Между заутреней и обедней Руфина несколько раз встречается взглядом с Дашей, но они не говорят между собой ни слова – их опоздание и так замечено. Молчат и во время трапезы, молчат, сидя рядом и вышивая край плащаницы «Положение во гроб» – чей-то богатый заказ, один из тех, которыми кормится монастырь. Пальцы у Даши одеревенели, она путает шелка и часто упускает иголку. Временами на нее «накатывает», и тогда хочется вскочить, закричать нечеловеческим голосом, во всем признаться и покориться своей страшной судьбе… Но сухое молчание Руфины, одно ее присутствие удерживает Дашу. Поговорить им удается только поздним вечером, незадолго до полуночи, в своей келье.

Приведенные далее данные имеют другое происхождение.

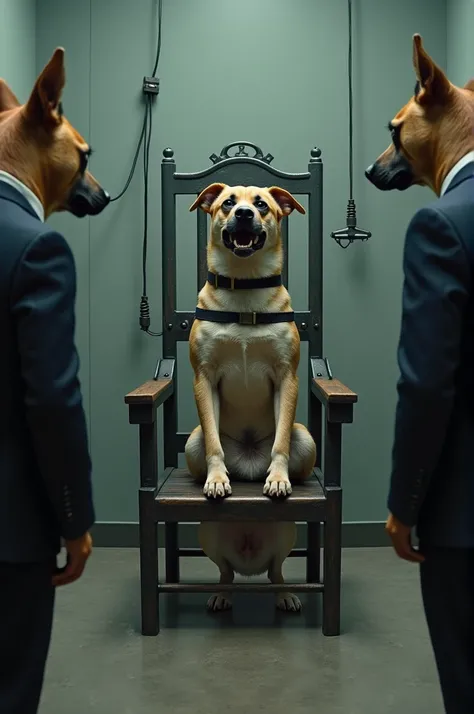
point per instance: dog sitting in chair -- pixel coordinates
(245, 350)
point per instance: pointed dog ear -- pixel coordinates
(43, 106)
(7, 99)
(434, 85)
(207, 197)
(285, 200)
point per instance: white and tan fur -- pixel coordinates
(246, 390)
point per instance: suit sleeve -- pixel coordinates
(437, 283)
(43, 304)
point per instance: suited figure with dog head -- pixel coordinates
(432, 480)
(45, 469)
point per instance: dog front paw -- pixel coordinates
(277, 484)
(288, 602)
(217, 485)
(219, 602)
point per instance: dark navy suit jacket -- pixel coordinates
(432, 483)
(45, 469)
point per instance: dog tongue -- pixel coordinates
(242, 239)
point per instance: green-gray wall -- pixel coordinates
(460, 48)
(18, 45)
(272, 72)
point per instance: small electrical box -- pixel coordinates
(151, 85)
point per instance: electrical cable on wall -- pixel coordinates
(351, 232)
(150, 88)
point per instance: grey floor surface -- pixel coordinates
(250, 660)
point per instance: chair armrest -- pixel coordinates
(332, 391)
(154, 393)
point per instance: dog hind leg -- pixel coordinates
(302, 454)
(286, 539)
(195, 453)
(210, 541)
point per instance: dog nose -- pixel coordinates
(244, 214)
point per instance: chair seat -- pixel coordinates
(181, 499)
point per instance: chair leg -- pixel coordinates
(313, 560)
(332, 564)
(171, 553)
(149, 563)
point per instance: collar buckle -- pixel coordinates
(247, 318)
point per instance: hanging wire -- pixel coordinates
(349, 74)
(145, 117)
(145, 141)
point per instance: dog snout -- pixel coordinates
(244, 214)
(369, 171)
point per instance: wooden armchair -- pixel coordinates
(172, 497)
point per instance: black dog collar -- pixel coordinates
(221, 281)
(244, 318)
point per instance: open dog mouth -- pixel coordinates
(243, 243)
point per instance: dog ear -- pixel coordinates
(434, 85)
(285, 200)
(207, 197)
(7, 99)
(43, 106)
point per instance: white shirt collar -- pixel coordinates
(455, 170)
(27, 193)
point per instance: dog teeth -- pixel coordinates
(239, 245)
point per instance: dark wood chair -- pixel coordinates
(172, 497)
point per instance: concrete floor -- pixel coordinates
(247, 661)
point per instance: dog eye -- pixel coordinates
(83, 160)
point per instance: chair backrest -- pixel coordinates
(234, 166)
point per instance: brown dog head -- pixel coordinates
(429, 134)
(246, 219)
(40, 147)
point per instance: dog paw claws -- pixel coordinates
(218, 603)
(277, 485)
(217, 486)
(288, 602)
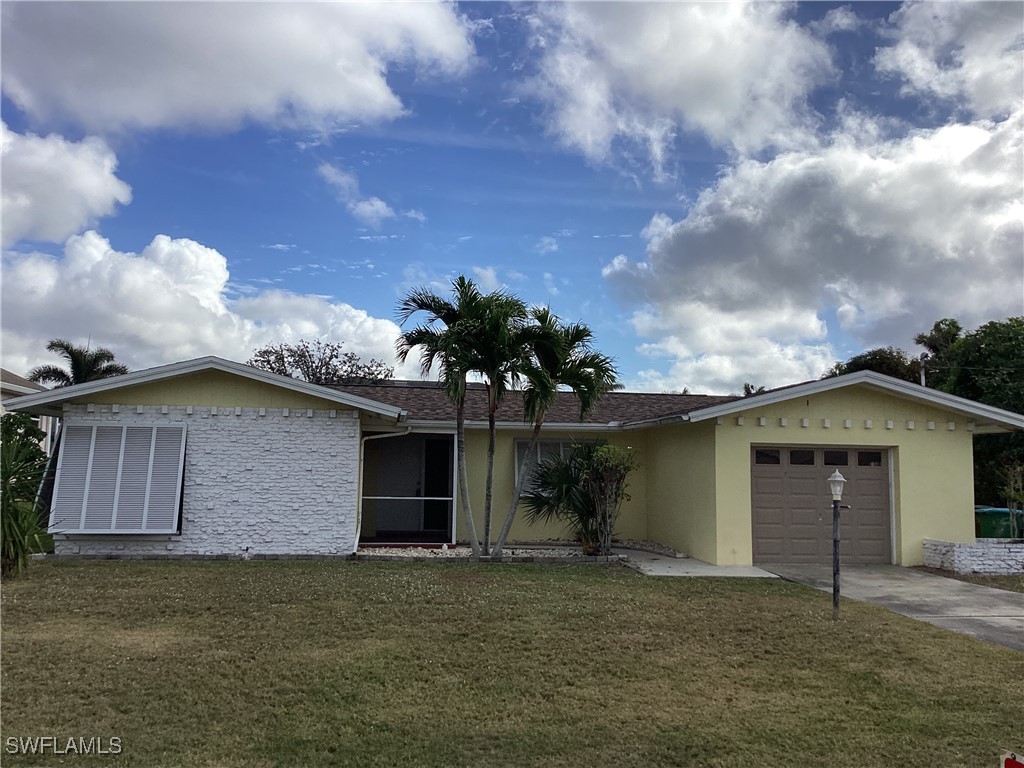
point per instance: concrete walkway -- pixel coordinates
(994, 615)
(650, 564)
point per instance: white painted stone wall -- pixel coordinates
(984, 556)
(257, 481)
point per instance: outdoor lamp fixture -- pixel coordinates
(836, 482)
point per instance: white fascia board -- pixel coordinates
(8, 387)
(45, 401)
(1001, 420)
(427, 424)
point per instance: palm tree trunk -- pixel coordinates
(520, 481)
(491, 481)
(460, 428)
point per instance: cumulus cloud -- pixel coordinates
(486, 279)
(633, 75)
(546, 245)
(837, 19)
(887, 236)
(971, 52)
(170, 302)
(220, 65)
(370, 211)
(53, 187)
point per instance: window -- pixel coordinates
(545, 450)
(119, 479)
(868, 458)
(837, 459)
(802, 458)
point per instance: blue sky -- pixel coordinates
(724, 193)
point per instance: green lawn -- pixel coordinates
(1013, 583)
(364, 664)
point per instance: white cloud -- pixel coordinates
(971, 52)
(633, 75)
(486, 279)
(371, 211)
(217, 66)
(837, 19)
(53, 187)
(546, 245)
(890, 236)
(164, 304)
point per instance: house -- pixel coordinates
(12, 385)
(210, 457)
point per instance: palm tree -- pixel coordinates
(562, 356)
(446, 347)
(83, 365)
(483, 334)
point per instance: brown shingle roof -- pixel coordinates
(425, 399)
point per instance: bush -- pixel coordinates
(22, 466)
(585, 489)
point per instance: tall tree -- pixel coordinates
(318, 363)
(501, 353)
(561, 356)
(943, 335)
(445, 340)
(888, 360)
(987, 365)
(83, 365)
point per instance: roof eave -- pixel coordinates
(49, 402)
(990, 419)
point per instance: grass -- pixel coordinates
(365, 664)
(1012, 583)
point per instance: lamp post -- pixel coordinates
(836, 482)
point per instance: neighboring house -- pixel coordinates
(12, 385)
(212, 457)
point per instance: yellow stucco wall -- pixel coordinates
(632, 519)
(209, 388)
(933, 496)
(680, 477)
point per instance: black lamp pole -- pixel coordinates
(836, 482)
(835, 559)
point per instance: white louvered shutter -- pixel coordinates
(134, 477)
(119, 479)
(66, 510)
(165, 478)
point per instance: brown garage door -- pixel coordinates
(792, 504)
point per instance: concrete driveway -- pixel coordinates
(994, 615)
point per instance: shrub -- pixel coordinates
(584, 489)
(22, 468)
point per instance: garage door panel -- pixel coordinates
(768, 486)
(792, 507)
(805, 486)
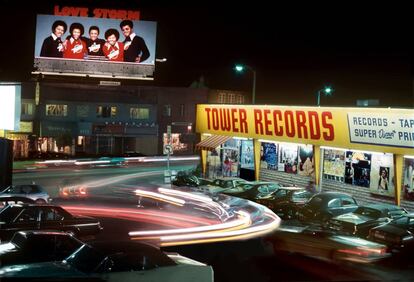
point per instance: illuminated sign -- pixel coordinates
(10, 106)
(392, 131)
(94, 47)
(97, 13)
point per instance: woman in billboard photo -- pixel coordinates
(75, 47)
(135, 48)
(93, 43)
(52, 45)
(113, 49)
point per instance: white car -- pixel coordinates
(116, 261)
(32, 191)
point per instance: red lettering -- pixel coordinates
(208, 117)
(215, 119)
(301, 124)
(84, 12)
(277, 116)
(330, 134)
(314, 129)
(133, 15)
(97, 13)
(289, 124)
(234, 119)
(56, 11)
(225, 119)
(258, 126)
(112, 14)
(267, 122)
(243, 122)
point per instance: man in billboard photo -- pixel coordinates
(75, 47)
(52, 45)
(113, 49)
(135, 48)
(93, 43)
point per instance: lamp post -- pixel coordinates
(327, 90)
(240, 68)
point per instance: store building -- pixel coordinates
(367, 152)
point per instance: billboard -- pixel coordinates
(10, 106)
(95, 47)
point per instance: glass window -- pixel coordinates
(106, 111)
(82, 110)
(27, 108)
(56, 110)
(139, 113)
(167, 110)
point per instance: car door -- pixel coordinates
(348, 204)
(51, 218)
(28, 219)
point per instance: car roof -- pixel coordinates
(382, 206)
(326, 196)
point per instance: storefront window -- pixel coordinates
(334, 164)
(408, 179)
(247, 156)
(268, 156)
(288, 158)
(139, 113)
(56, 110)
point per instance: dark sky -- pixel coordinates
(363, 50)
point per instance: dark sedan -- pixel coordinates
(252, 190)
(38, 246)
(364, 218)
(19, 217)
(398, 233)
(285, 201)
(325, 205)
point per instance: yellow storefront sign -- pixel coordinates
(370, 129)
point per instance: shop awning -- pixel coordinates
(212, 142)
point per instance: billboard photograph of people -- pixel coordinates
(97, 46)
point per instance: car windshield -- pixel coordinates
(85, 259)
(9, 213)
(369, 212)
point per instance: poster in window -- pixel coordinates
(306, 163)
(334, 164)
(361, 165)
(247, 156)
(408, 184)
(289, 157)
(268, 156)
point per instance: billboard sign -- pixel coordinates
(95, 47)
(10, 106)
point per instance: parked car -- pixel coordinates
(190, 180)
(325, 205)
(286, 201)
(38, 246)
(33, 191)
(18, 217)
(117, 261)
(325, 244)
(398, 233)
(364, 218)
(7, 200)
(252, 190)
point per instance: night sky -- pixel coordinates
(364, 51)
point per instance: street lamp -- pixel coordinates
(327, 90)
(240, 68)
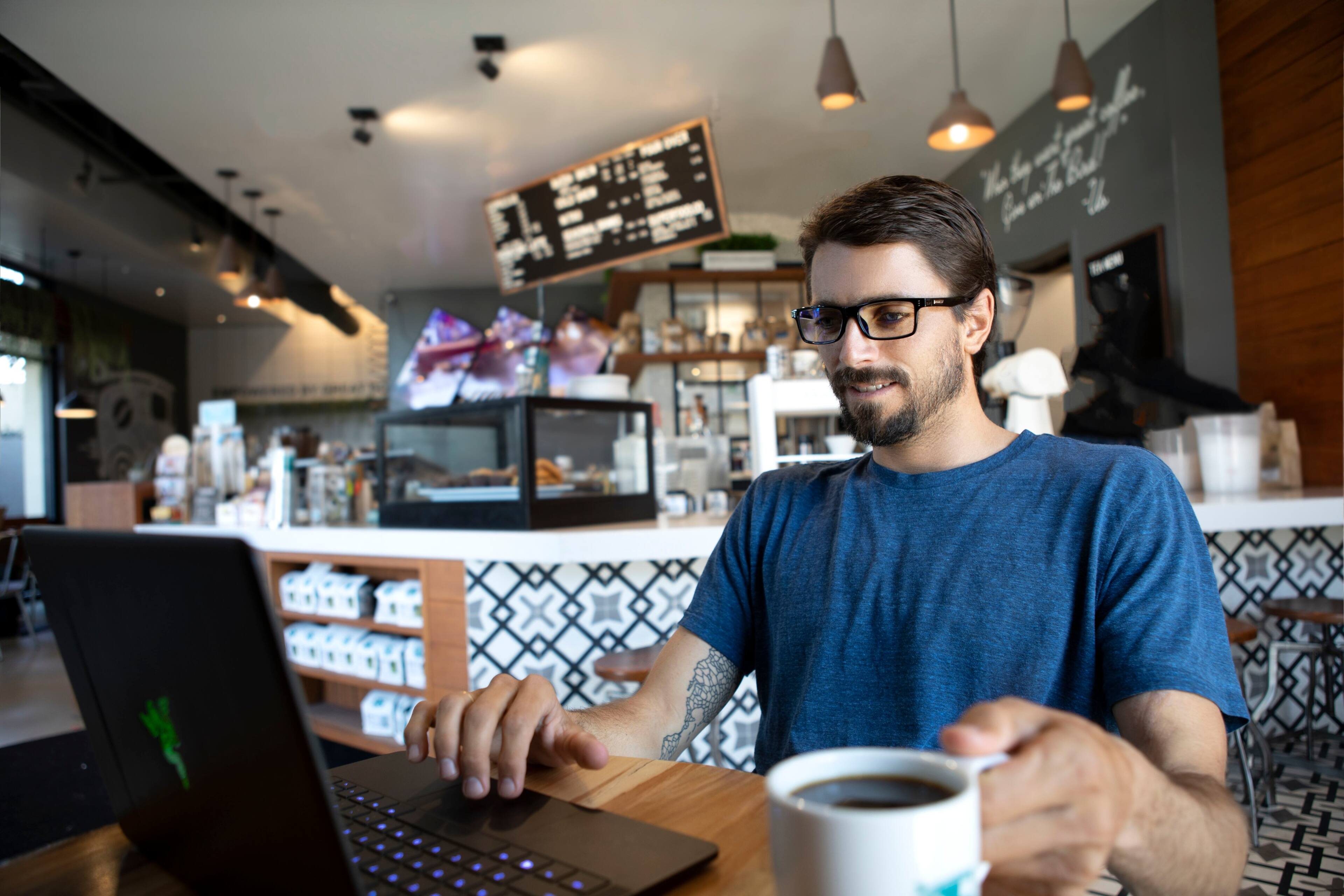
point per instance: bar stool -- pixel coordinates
(1327, 613)
(635, 665)
(1241, 632)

– Бежать надо, девка, – говорит Руфина, усадив к себе на лежанку оцепеневшую от горя Дашу. – Или сгинешь тут, пропадешь за чужие грехи. Я-то тебе поверила, да другие и слушать не станут. Скажут – после пострижения согрешила, да еще чего-чего не наскажут… У нас тут киновия – житие общее, и монахи тут рядом, греха много, присмотра мало. Игуменья наша сердится больше для вида, а нужно ей лишь, чтобы с виду благоприлично было да вклады не уменьшались. Узнает про твое брюхо – в такую щель замурует, что и муха к тебе не пролетит, весточки не пронесет. Беги, пока можешь!
– Поймают – страх думать… пытать будут, казнят! – лепечет Даша.
– А ну – не поймают? Здесь тебе так и так пропадать, – увещевает ее старуха. – Беги, говорю, схоронись где Бог укажет, а там… Все в Его власти. Я и сама бежать думала, пока молода была, да не решилась… Так, скитаючись по монастырям, и засохла, а ведь цвела пышнее тебя! Ко мне большие князья засылали сродственниц – хоть краем глаза повидать, засмотреть да сговориться, но матушка берегла меня, всем отказывала… А ведь будь я замужем, не постриг бы меня покойный батюшка Иоанна Васильевича вместе со своей первой женою Соломонидой Юрьевной! Как о том помыслю – согрешу. Господи, думаю, да ведай я такую свою долю – за кривого пошла бы охотою, за рябого да горбатого, за дурака дурацкаго сына – не взял бы честью, пошла б увозом – только б не в монастырь!